Tutti potevano mascherarsi a Carnevale, le distinzioni di ceto e di sesso cadevano, le maschere permettevano la massima libertà e soprattutto nessuna differenza.

Con il passare degli anni alcune tradizioni sono andate perdute, altre si sono adeguate alle nuove abitudini della vita, tuttavia il gusto del travestimento non è mutato, e l’originalità del Carnevale di Venezia è proprio nelle sue maschere. Infatti, oltre alla “bauta”, i veneziani hanno creato dei costumi preziosi e particolarissimi che fondono insieme lo stile e il gusto di tre diverse epoche storiche: il medioevo, il rinascimento e il settecento. Il risultato sono splendidi abiti di lucida seta color oro, nero o argento completati da mantelli di merletto e parrucche e, naturalmente, da una maschera che nasconde il viso, così che ognuno ancora oggi, come tanti secoli fa, si senta libero di ballare e divertirsi, certo di non essere riconosciuto. L’Atmosfera che si respira a Venezia è magica tutto l’anno, ma durante il Carnevale diventa ancora più speciale: gli spettacoli organizzati dappertutto, la musica e i balli in piazza S. Marco, le maschere dagli abiti multicolore, e, soprattutto, tanta voglia di divertirsi, tutto questo tra lo scintillio dell’acqua dei canali che come un’eco sembrano ripetere un ritornello vecchio ormai di secoli:

Par che ognun di carnevale

A suo modo possa far,
Par che adesso non sia male
Anche pazzo diventar….

Un altro Carnevale italiano famoso è quello di Putignano, piccolo centro pugliese. Le sue origini risalgono a tempi lontani e presenta riti popolari antichissimi che si accompagnano alle tradizionali sfilate di carri. Dà inizio al Carnevale la Festa delle Propaggini che ha luogo il 26 Dicembre, con strofe e versi umoristici e satirici, dedicati a particolari personaggi e a fatti accaduti in città. Il Martedì Grasso si può assistere al funerale di re Carnevale: il suo feretro, accompagnato dalla moglie e da donne che piangono e urlano, sfila attraverso le strade della città, e, al termine della processione, viene dato fuoco ad un fantoccio che lo rappresenta.




In Sardegna, ad Oristano, l’ultimo giorno di Carnevale, è dedicato alla Sartiglia, giostra equestre durante la quale i cavalieri vestiti con costumi tradizionali antichi e con il volto coperto da una maschera di legno, devono riuscire ad infilzare con la lancia le stelle sospese in alto.

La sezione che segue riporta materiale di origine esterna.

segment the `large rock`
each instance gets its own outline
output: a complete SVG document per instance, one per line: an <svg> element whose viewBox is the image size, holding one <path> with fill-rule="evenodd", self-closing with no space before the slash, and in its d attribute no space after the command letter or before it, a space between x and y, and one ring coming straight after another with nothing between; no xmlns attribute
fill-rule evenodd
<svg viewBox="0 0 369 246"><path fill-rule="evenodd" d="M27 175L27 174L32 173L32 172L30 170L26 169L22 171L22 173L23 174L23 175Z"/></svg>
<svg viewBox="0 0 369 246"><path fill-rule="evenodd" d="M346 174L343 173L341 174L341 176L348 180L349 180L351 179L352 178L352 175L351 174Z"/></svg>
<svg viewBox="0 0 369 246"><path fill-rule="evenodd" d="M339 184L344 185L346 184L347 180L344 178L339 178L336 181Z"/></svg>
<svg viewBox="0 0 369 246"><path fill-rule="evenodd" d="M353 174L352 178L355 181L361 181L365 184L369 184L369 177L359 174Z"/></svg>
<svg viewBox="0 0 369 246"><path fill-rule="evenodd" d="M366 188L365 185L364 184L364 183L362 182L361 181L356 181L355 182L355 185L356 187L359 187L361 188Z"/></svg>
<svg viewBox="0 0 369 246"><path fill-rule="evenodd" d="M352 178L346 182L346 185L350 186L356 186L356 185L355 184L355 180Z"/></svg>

Dal numero delle stelle che i cavalieri, al galoppo, riescono ad infilare sulla lancia, i contadini del luogo riusciranno a prevedere se il raccolto dei campi sarà abbondante o scarso. Anche qui, è evidente che i riti di Carnevale rispecchiano tradizioni antiche e pagane legate alla fertilità della terra e alla riuscita del raccolto.


New Orleans ospita il Carnevale più famoso d’America e il culmine della festa avviene il “Mardi Gras”, come dicono loro. La città però si prepara ai festeggiamenti già dal sabato precedente con sfilate di carri spettacolari, maschere, bande musicali e ballerini. Dai carri vengono lanciati sugli spettatori dobloni e “beals”, collane colorate coi tipici colori del carnevale: viola, verde e giallo. Chi vuole assistere alla sfilata deve alzarsi molto presto per prender posto lungo la strada, o in alternativa può prendere parte ai festeggiamenti: per quattro giorni!! Una delle canzoni più suonate dalle bande di New Orleans durante le sfilate è “Little Brown Jug”.

Inoltre, famosi nel mondo sono il Carnevale di Rio de Janeiro, che non ha bisogno di descrizioni perché le sue ballerine sono note a tutti, Nizza, Lagosta, Cadice, Limassol, Binche, Aalborg e Maastricht.